Topological Approach for Data Assimilation
Max M. Chumley, Firas A. Khasawneh
TL;DR
This paper introduces TADA, a noise-agnostic data assimilation framework that blends random feature map forecasting with topological data analysis. By differentiating through persistence diagrams and minimizing Wasserstein-based topological differences between forecast and observations, TADA updates the model without requiring measurement noise statistics. The method is validated on chaotic Lorenz 63 and extended to Lorenz 96, showing robustness to white, pink, and Brownian noise and scalability to higher dimensions, albeit with careful hyperparameter tuning.

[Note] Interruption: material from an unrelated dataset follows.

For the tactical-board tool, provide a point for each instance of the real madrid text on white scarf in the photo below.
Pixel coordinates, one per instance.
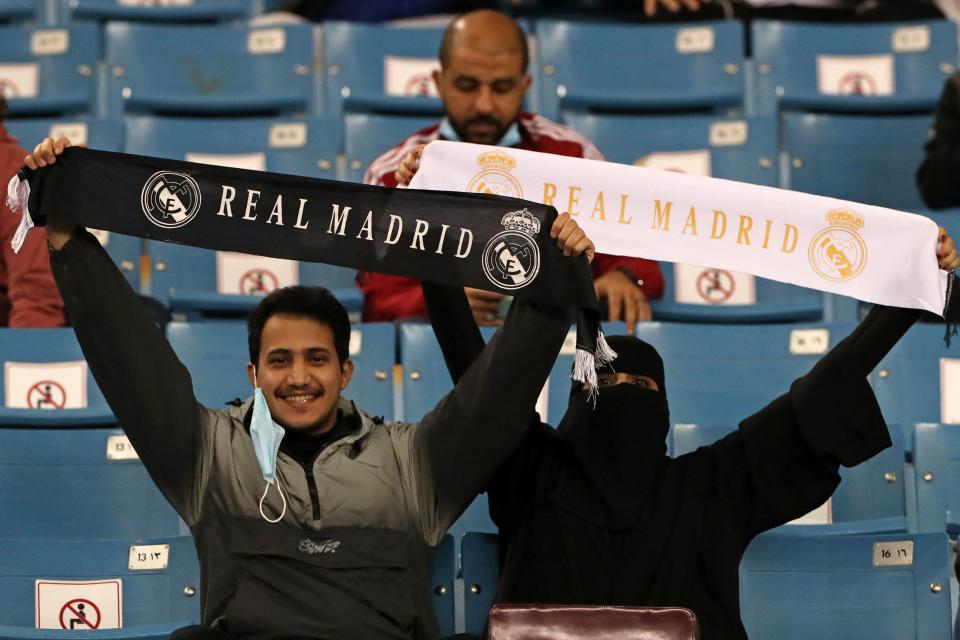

The work provides code for reproducibility and highlights a potentially impactful approach for topology-informed data assimilation in complex dynamical systems.
Abstract
Many dynamical systems are difficult or impossible to model using high fidelity physics based models. Consequently, researchers are relying more on data driven models to make predictions and forecasts. Based on limited training data, machine learning models often deviate from the true system states over time and need to be continually updated as new measurements are taken using data assimilation. Classical data assimilation algorithms typically require knowledge of the measurement noise statistics which may be unknown. In this paper, we introduce a new data assimilation algorithm with a foundation in topological data analysis. By leveraging the differentiability of functions of persistence, gradient descent optimization is used to minimize topological differences between measurements and forecast predictions by tuning data driven model coefficients without using noise information from the measurements. We describe the method and focus on its capabilities performance using the chaotic Lorenz 63 system as an example and we also show that the method works on a higher dimensional example with the Lorenz 96 system.